About the conference
The wording of the 2003 UNESCO Convention for the Safeguarding of the Intangible Cultural Heritage states that intangible cultural heritage can give communities, groups and individuals a sense of identity and continuity. A large majority of the groups and individuals whose practice of intangible heritage has been inscribed in national or UNESCO lists are rather living in smaller or medium-sized cities as well as in rural areas. But what about the role and place of intangible heritage in the enormously diversified large conurbations of (Western) Europe?
In large conurbations, creativity and a broad variety of cultural and economic activities emanate. They serve as a strong pull factor for many people. Due to processes of migration, these cities are both “melting pot” and “salad bowl" with a great variety of cultural and social backgrounds and futures, and diverse ethnicities. These large urban agglomerations often struggle with social and economic challenges and volatilities due to high unemployment and sometimes also high crime rates. Projects for urban improvement usually focus on social welfare and on improving living conditions in general. This international conference will instead focus on the intangible heritage in contemporary urban contexts, discussing case studies with different approaches of how intangible heritage is practiced and used as a source fostering social cohesion and cherishing diversity in the city.
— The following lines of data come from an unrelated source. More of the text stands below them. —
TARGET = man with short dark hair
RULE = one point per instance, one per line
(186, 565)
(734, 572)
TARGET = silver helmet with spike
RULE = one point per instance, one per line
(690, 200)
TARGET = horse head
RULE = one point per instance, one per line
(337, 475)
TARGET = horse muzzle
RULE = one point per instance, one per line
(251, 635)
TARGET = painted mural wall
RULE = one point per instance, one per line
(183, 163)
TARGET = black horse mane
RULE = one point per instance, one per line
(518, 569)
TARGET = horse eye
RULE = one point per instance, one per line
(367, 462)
Session proposals should be submitted by 30 May 2017 and should present a specific case taking a superdiverse city in Europe as a starting point. The two-day conference will be held in Utrecht, February 2018. Interested scholars and heritage workers are invited to submit an abstract (500 words) to Albert van der Zeijden (email@example.com) before May 30, 2017. Decisions will be announced on July 1, 2017, at the latest.
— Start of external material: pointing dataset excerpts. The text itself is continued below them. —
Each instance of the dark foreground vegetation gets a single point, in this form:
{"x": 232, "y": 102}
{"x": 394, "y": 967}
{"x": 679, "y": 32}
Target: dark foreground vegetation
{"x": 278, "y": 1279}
Conference organized by the Dutch Centre for Intangible Heritage, tapis plein – Expertise Center for intangible Heritage in Flanders, FARO. Flemish Interface Center for Cultural Heritage, German Commission for UNESCO, and in cooperation with the University of Utrecht and the Free University of Brussels UNESCO Chair on critical heritage studies and safeguarding ICH, and the National Commissions for UNESCO in Belgium and the Netherlands.
Target groups: culture and heritage professionals, scholars, policy stakeholders and others interested in the topic (at least 100 attendants).